Ensuite il y a l’argument financier. On nous jette des chiffres. Le seul chiffre fiable est celui des 30 millions que l’on économiserait grâce au gel de la baisse des dotations de l’état. Malheureusement ce chiffre est d’ores et déjà caduc puisque la fusion ne se fera pas à 13. Vous pouvez donc l’oublier. On nous jette encore quelques montants, 100 millions par ci, 100 millions par là, qui seraient apparus dans des courriers du Préfet. Je ne suis pas au courant. Le Préfet ne m’envoie pas de lettre, et quand il s’intéresse à moi, c’est pour des tweets et pour me dénoncer au Procureur. Pourtant il y a un chiffre qui est absent du document. C’est le coût de la fusion qui est loin d’être négligeable. Quand on fusionne des administrations, cela peut coûter très cher, voire dépasser sur plusieurs années le montant des économies réalisées.

Concernant le fonctionnement de la commune nouvelle, on a le choix pour la composition du Conseil municipal.
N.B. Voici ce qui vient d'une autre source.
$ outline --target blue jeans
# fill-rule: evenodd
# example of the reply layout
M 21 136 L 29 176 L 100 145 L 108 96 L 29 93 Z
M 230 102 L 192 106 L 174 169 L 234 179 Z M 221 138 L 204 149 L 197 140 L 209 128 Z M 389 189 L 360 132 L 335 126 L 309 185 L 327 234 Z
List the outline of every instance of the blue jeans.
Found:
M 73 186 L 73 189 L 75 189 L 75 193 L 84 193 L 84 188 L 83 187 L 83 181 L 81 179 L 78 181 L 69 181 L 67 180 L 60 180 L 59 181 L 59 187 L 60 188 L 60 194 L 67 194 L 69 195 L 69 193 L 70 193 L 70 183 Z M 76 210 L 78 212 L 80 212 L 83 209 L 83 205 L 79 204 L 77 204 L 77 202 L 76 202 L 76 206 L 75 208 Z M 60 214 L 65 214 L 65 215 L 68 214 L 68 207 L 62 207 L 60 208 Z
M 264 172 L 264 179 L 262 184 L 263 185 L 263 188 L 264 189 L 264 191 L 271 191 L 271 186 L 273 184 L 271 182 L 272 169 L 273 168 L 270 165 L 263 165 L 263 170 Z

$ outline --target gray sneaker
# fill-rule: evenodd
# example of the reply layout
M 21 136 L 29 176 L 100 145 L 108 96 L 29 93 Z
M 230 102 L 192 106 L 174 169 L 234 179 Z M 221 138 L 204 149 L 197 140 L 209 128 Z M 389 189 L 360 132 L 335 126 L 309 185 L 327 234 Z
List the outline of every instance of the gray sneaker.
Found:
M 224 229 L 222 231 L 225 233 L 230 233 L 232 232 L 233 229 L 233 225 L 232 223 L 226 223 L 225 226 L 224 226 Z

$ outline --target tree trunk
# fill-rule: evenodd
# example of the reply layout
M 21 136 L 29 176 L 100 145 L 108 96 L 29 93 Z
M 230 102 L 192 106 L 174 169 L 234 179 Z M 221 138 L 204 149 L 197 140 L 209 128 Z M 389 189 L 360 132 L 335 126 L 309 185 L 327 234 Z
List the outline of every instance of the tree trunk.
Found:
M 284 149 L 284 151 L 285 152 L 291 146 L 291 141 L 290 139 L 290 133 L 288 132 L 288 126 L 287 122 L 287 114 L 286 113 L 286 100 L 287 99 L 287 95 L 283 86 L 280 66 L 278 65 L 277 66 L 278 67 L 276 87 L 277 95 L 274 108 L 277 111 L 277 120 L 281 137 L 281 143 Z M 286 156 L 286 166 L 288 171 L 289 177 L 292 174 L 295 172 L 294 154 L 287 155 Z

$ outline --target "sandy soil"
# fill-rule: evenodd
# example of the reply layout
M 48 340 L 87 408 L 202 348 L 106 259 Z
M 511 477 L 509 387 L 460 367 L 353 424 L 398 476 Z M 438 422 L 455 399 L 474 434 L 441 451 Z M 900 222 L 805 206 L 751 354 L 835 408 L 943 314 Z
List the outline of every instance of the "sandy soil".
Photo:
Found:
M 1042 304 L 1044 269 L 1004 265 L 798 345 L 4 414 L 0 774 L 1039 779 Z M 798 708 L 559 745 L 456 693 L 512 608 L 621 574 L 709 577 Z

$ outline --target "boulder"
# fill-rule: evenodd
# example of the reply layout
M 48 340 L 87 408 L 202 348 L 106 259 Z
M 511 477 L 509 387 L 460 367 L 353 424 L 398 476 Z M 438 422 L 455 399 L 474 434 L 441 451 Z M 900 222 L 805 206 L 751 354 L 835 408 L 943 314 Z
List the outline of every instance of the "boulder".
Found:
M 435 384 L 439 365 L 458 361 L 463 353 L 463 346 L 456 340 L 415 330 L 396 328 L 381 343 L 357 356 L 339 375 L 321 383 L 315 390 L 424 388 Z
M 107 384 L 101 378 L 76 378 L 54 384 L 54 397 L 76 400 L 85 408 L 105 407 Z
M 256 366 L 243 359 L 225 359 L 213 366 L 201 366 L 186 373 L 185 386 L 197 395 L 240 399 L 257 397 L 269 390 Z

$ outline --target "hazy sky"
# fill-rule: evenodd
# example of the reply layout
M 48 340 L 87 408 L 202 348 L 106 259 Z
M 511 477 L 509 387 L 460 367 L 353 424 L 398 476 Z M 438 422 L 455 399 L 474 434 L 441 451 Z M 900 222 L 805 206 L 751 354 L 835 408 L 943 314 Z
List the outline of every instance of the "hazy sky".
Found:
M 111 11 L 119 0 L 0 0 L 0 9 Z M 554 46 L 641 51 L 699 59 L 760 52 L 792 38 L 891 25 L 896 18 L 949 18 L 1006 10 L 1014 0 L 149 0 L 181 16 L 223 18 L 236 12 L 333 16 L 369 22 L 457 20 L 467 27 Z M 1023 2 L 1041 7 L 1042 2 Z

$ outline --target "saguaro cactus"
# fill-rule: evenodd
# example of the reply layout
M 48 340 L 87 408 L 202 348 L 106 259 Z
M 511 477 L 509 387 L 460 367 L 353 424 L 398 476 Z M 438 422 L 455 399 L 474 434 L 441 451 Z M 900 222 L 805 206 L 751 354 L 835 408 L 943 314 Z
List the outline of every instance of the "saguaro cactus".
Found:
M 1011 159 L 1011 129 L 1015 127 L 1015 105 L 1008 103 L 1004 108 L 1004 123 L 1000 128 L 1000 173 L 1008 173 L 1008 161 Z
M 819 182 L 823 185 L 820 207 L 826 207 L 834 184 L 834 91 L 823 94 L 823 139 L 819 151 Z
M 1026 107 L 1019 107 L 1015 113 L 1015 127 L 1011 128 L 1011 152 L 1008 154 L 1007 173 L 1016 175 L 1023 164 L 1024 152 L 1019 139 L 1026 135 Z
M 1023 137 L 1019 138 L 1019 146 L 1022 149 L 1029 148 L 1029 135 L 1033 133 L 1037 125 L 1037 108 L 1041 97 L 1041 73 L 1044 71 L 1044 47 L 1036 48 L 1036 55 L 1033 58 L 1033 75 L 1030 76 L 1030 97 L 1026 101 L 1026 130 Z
Soit on prend les maires et adjoints des 13 communes : les oppositions sont alors passées à la trappe. Soit on prend les 353 conseillers municipaux. C’est cette solution qui a été retenue. C’est bien pour la représentativité. Malheureusement c’est ingérable. On ne fera que deux ou trois conseils municipaux par an pour les votes obligatoires, tel celui du budget. Mais qui décidera de toutes les délibérations, nombreuses, qui nous occupent en ce moment-même ? Mystère.

On peut toujours discuter de la fusion des communes en disant que de toute manière les habitants ne font pas la différence entre Seynod, Annecy et Annecy-le-Vieux. Mais ils ne font pas la distinction non plus entre la commune, l’agglo et le SCOT. Ils ne font pas non plus la différence entre les compétences du département et de la région. Ils ne font pas la différence entre l’Assemblée nationale et le Sénat. Alors pourquoi ne pas fusionner toutes ces assemblées : on réaliserait ainsi des économies !

Contrairement à ce que disent certains de mes collègues, il y a bien un projet dans cette fusion : grossir. Il faut faire d’Annecy une métropole capable de concurrencer les autres villes, Lyon, Grenoble, etc. Pourtant il y a de la place pour les villes de toutes les tailles. Je tiens à rassurer les gens : ce n’est pas parce que vous vivrez dans une grande ville que vous aurez de meilleurs revenus. Il y a une seule personne dont le salaire est directement indexé sur la taille de la ville : c’est le maire. On comprend mieux pourquoi Jean-Luc Rigaut est favorable à la fusion. Vos revenus n’augmenteront pas mais en revanche certains problèmes vont croître automatiquement. Les problèmes de circulation par exemple. Et on ne voit pas trop comment on va les résoudre. La pollution aussi. On veut concurrencer Grenoble, eh bien, en ce domaine, on y arrive. Annecy est souvent devant Grenoble en matière de pollution. Il y a enfin un dernier problème qui augmente avec la taille de la ville, c’est l’insécurité. Et là, franchement, on n’a pas envie de rattraper Grenoble qui s’illustre régulièrement dans l’actualité par ses sordides faits divers.

Pour toutes ces raisons nous voterons contre la fusion.